AKP'nin süreci teknik bir mesele olarak algıladığının altını çizen Turan, "Süreci zaman kazanma hamlesi olarak değerlendiriyor. Mart ayında genel seçimler var, ardından genel seçimler var. Dış politikada çuvallamışken, iç politikada Gezi gibi bir kayaya çarpmışken, toplum nezdinde hegemonyası önemli ölçüde hasar görmüşken, seçim sürecini sorunsuz geçirmek onların temel hedeflerinden birisi haline geldi" dedi.

Turan, AKP'nin seçim öncesinde oy kaybı kaygısıyla adım atmayacağını söyledi, ancak orta vadede AKP'nin elinin son derece zayıfladığını belirtti, "Bu adımları atmaktan başka yapacağı bir şey yok" dedi.
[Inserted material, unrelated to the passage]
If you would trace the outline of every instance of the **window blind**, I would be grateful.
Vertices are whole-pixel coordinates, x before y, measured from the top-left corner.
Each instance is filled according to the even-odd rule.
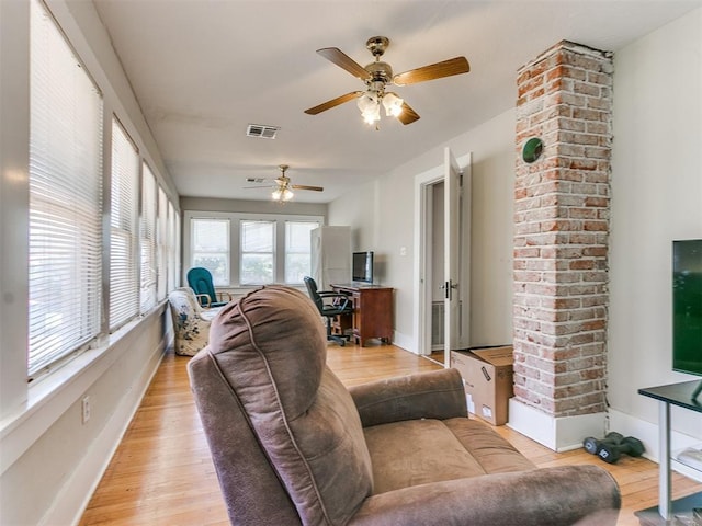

SDP Genel Başkanı Rıdvan Turan, son olarak şunları söyledi: "Bu konuda ivedilikle adım atmalılar. Bu mesele Türkiye'deki bütün halkları ilgilendiren bir mesele. Çözümün elbette geleceğinden kuşku duymuyorum ama bu dönem sorunsuz bir süreç değil. Sürecin başında demiştik; barış süreçleri, savaş zemininin üzerine basar ama barışı hedefler. Yani bir anda barış gelmiyor, aksine çeşitli enstrümanlarla, yol ve yöntemlerle, politik cinliklerle AKP karşısını güçten düşürmeye çalışıyor. Bu da savaşın başka enstrümanlarla sürdürüğünü gösteriyor. Bu süreçte başta HDK olmak üzere tüm toplumsal kesimler, daha fazla barışa kitlenen, özgürlük mücadelesinin yanında saf tutan bir siyasi pozisyonu olmalı ki karşıdaki çizgiyi bu noktada geriletelim."